Page 1 of 2 12 LastLast
Results 1 to 15 of 16
  1. #1
    Join Date
    Jan 2008
    Posts
    14

    Unanswered: How can this query be improved to increase performance

    I have a table with 26 million rows. I have 9 queries that take at least 16 hours to complete. The queries are run every three months but i would like to change the query as they take too long to process. I have a feeling the design of the query can be changed.

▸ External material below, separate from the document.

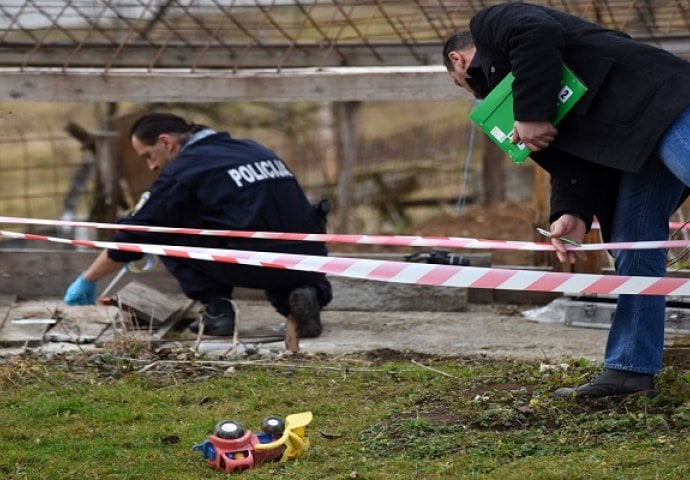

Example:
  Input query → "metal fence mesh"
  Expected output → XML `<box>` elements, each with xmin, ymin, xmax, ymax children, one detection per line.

<box><xmin>0</xmin><ymin>0</ymin><xmax>690</xmax><ymax>71</ymax></box>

    All 9 queries look like this
    Code:
    update transaction
    set counted='L'
    where counted is null 
    and 
    (
     user_id like 'AB12EFXX%'
     or user_id like 'ABCD1XX%'
     or user_id like 'ABCDE2FXX%'
     or user_id like 'ABCDEF3XX%'
     or user_id like 'ABC4DEFXX%'
     or user_id like 'ABCD5EFXX%'
     or user_id like 'ABCDE6FXX%'
     or user_id like 'ABCDE7FXX%'
     or user_id like 'ABCDE8FXX%'
     or user_id like 'ABCDE9FXX%'
     or user_id like 'ABCDE11FXX%'
     or user_id like 'ABCDEFXX12%'
     or user_id like 'ABCDEFXX45%'
     or user_id like 'ABCDEFXXFTYT%'
     or user_id like 'ABCDEFXXD%'
     or user_id like 'ABCDEFXX9%'
     or user_id like 'ABCDEFXX8%'
     or user_id like 'ABCDEFX7X%'
     or user_id like 'ABCDEF6XX%'
     or user_id like 'ABCDEFX5GX%'
     or user_id like 'ABCDEFXXX%'
     or user_id like 'ABCDEF3XXX%'
     or user_id like 'ABCDEF1XX%'
     or user_id like 'ABCDEF0XX%'
    )
    I had a think about this and i think that what its doing is that it is checking each of the above user_id's against all 21 million rows. The above query has about 25 user_id so it must be going through 21 million rows 25 times. And it does this 9 times because i have 9 scripts.

    This is just a guess but if true then that explains why it takes at least 16 hours to complete. Now im looking for ideas and suggestions as to how the above can be improved as that is where i am failing.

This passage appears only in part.